6. Pay forward your empathy
Like going through any life-changing experience, many of our Seeds said they initially found it difficult to identify with people back home who hadn’t shared the same transformational experience. It takes some work, but this is an opportunity to practice your new-found skills. “It really helps to offer that same openness, respect, and empathy that you gave to your fellow campers to the people who haven’t had the opportunity to go through what you did,” Alexa said.
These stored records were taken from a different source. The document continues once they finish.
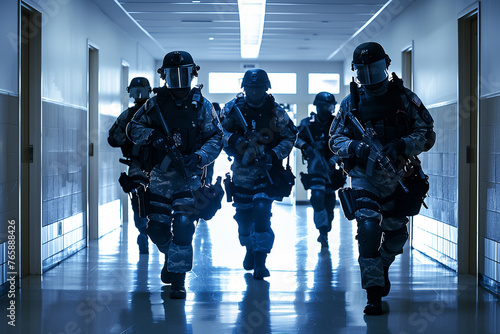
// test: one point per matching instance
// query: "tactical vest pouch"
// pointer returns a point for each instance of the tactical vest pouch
(306, 180)
(347, 200)
(338, 178)
(208, 200)
(283, 181)
(409, 204)
(142, 202)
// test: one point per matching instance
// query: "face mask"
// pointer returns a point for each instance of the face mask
(370, 74)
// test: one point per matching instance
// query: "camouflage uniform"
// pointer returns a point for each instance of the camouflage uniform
(274, 131)
(196, 129)
(118, 138)
(322, 191)
(375, 217)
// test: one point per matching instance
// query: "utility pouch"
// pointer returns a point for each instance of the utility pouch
(283, 181)
(348, 202)
(142, 201)
(409, 204)
(338, 178)
(208, 200)
(126, 182)
(229, 185)
(306, 180)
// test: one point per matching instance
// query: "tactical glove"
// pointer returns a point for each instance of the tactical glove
(308, 151)
(360, 149)
(270, 156)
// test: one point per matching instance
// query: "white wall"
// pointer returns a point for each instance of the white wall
(432, 27)
(67, 26)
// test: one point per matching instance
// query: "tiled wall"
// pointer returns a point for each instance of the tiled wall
(436, 239)
(9, 173)
(489, 191)
(490, 278)
(64, 179)
(435, 229)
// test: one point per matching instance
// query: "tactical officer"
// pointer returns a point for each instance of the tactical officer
(404, 128)
(185, 133)
(139, 89)
(258, 134)
(322, 177)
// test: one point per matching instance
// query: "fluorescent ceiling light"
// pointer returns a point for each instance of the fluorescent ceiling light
(252, 13)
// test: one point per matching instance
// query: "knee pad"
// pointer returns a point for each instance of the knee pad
(394, 241)
(262, 241)
(183, 229)
(369, 237)
(160, 234)
(244, 219)
(317, 200)
(262, 214)
(330, 200)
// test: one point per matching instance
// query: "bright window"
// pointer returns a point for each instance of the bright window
(281, 83)
(324, 82)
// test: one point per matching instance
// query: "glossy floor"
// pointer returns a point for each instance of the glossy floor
(110, 288)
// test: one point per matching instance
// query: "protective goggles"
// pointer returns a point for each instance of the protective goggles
(370, 74)
(138, 92)
(178, 77)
7. Invest in your relationships
Despite all the ways we have to stay connected, it’s can be incredibly difficult to maintain, and to begin, relationships with people in our lives. Building relationships like the ones Seeds build over three weeks at Camp can take years in the real world, but it’s worth the effort to try, bit by bit. “It’s a struggle because there are so many distractions today, but sometimes it’s just finding little moments where neither of you have your phones, and you’re working out, going to get coffee,” Alexa said. “It’s expressing openness, finding things you have in common and putting out your own vulnerabilities so that they feel safe to do the same.”
“Having patience is key,” Sarika added, “and being available to people—even in shallow ways—and being reliable will slowly gain their trust and ultimately break down that barrier.”
8. Success may take longer than you think—be patient with yourself
Some of the best advice Alexa received was to think of her career like rock climbing: While individual steps might not feel like much progress, each one is getting you closer to the top. The point, Billy added, is to keep going. “There won’t ever be an end to the things you should be doing or could be doing, and the thing that that most often causes us to back down is our own selves. You will at some point (or points) hit a wall, but don’t stop. It’s ok to try something new, see how it goes, and if you like it, keep going. If not, try something else. Know that this is a path that you’ll be on for the rest of your life, so be patient and kind to yourself.”
9. Turn frustration into fuel
“I remember coming back from Camp still really inspired by the people I met and conversations I had, and feeling the need to do something and see change in the world,” Billy said. “But the world is a complicated place, and I felt deflated that I couldn’t do more right away. Fifteen years after my Camp experience, some issues are better, some are not. You can’t let this frustrate you. Instead of feeling bad because things around you aren’t moving at the pace you want, try to look at it as fuel for what you’re going to do next, and why you’re going to remain engaged. It’s a lifelong thing.”
10. If you’re looking to change the world, start with kindness
When we think about making a difference or creating change, we often think big-picture: Ending poverty; saving the environment; transforming societies. We need to keep thinking about those things, but in the meantime, don’t overlook the power of simple acts of humanity.
For example, one of the younger Seeds, who is Jewish, said a fellow camper who was Muslim reached out to her after the shooting at a synagogue in Pittsburgh, and they continued to support one another when a mosque in New Zealand was attacked. The two girls hadn’t been very close before, but they just wanted to show kindness however they could, even if only a through a WhatsApp message.
“There’s something so profound about that, and people forget that kindness is just profound,” Sarika said to the Seed. “Patience and willingness to be understanding just doesn’t happen when people are busy and tired and focused on work. But taking time to reach out to someone who you may not speak to every day, that kind of is changing the world.”